Minnie laughed brightly at the comment, though it was tinged with a touch of bitterness, understanding the sentiment perfectly well even if there was precisely nothing she was able to do about it with her own circumstances.
“Then may I suggest you never become a debutante Mr Longbottom,” she knew she ought to be less candid perhaps, but he certainly didn’t seem the sort that would find her excessively at fault for being so. She was finding, to her great pleasure, that the older she became the more she seemed able to get away with – as though the gentlemen actually enjoyed hearing a real opinion on a subject rather than the same comments regurgitated. The champagne helped with that enormously.
“Idleness may be the only thing I am an expert in, though I do try not to let myself become such a recluse I never leave the house for fear of accidentally getting some exercise or mental stimulation!”

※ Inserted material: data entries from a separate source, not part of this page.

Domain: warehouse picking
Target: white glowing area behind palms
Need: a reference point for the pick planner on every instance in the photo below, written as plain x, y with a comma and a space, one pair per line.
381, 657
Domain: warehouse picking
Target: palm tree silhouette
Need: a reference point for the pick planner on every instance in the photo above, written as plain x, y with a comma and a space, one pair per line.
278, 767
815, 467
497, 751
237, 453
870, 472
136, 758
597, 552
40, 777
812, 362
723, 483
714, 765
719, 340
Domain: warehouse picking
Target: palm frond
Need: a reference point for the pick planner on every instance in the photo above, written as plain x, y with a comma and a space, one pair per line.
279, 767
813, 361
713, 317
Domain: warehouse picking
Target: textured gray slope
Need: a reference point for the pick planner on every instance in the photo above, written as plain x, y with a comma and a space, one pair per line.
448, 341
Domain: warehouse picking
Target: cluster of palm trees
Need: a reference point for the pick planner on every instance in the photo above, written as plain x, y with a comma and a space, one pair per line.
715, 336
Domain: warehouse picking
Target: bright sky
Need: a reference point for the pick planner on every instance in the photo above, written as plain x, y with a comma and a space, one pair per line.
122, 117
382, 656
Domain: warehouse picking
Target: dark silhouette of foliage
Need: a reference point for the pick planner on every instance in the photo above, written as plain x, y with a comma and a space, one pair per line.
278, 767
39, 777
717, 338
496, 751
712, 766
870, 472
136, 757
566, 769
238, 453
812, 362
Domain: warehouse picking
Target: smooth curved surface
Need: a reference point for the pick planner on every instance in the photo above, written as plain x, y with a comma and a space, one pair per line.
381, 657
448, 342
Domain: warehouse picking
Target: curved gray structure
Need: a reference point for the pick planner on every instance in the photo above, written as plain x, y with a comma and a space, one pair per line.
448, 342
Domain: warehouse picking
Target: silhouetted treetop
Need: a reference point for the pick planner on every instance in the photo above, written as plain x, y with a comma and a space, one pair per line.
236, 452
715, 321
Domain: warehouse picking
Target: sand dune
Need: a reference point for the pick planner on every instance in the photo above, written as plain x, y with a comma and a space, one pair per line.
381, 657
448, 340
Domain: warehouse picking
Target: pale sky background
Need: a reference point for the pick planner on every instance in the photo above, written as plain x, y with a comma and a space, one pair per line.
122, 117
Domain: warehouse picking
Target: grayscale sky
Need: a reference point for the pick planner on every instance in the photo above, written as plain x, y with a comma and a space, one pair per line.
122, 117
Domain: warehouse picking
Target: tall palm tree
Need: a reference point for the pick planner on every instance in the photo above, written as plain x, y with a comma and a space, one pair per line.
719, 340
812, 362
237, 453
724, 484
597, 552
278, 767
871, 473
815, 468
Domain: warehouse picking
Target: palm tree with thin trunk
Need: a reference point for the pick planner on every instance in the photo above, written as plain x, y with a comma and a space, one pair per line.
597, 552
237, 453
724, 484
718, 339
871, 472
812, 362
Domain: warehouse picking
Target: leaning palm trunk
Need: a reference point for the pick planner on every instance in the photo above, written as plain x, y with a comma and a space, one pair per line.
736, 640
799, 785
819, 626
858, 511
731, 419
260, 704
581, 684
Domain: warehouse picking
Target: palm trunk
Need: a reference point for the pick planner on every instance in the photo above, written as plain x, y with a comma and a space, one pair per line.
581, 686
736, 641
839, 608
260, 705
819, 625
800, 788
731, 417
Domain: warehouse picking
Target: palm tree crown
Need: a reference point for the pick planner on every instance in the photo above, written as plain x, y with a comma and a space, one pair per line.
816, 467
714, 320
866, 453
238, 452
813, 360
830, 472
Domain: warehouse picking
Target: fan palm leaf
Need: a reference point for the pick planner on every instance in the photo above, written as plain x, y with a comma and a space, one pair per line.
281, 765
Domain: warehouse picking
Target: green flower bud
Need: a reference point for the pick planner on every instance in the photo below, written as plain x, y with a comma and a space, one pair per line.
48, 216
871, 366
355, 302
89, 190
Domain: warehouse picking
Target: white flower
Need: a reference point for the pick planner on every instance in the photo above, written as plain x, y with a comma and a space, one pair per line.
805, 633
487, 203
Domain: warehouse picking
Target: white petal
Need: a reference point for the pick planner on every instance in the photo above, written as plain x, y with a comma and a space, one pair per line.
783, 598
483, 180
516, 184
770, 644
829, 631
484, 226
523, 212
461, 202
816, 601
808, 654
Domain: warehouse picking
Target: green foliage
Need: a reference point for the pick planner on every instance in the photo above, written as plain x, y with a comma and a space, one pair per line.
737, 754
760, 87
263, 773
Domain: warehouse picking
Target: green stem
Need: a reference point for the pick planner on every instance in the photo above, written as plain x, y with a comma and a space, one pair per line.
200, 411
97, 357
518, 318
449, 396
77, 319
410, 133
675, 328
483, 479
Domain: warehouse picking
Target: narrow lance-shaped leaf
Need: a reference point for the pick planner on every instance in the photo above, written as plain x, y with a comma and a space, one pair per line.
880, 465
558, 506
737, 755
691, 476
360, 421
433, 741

His gaze flickered away from her for a beguiling moment and before Minnie could answer his first question she was asked a second she liked the sound of much more. She wasn’t sure what had prompted him – their conversation thus far hadn’t really been a prelude to either of them taking enthusiastic part in proceedings – but she was hardly going to turn him down. Compared to some of the gentlemen circling around the debutantes, a mixture of pallid youths barely old enough to court, corpulent middle-aged men who looked to be seeking a second or even third bride, and austere Ministry men seeking a woman made of charm and gossamer to help them advance through the political ranks, Mr Longbottom was a breath of fresh air!
“I’d be delighted,” she replied with a wide smile, glad she had not imbibed more earlier in the evening less she be in no state for anything by now. And she certainly didn’t want to make a show of herself in front of Mr Longbottom and his handsome smile. “Dancing at balls is fortunately my chief hobby so I shall not disgrace either of us.” She giggled. “It does mean I get through an inordinate amount of shoes though.”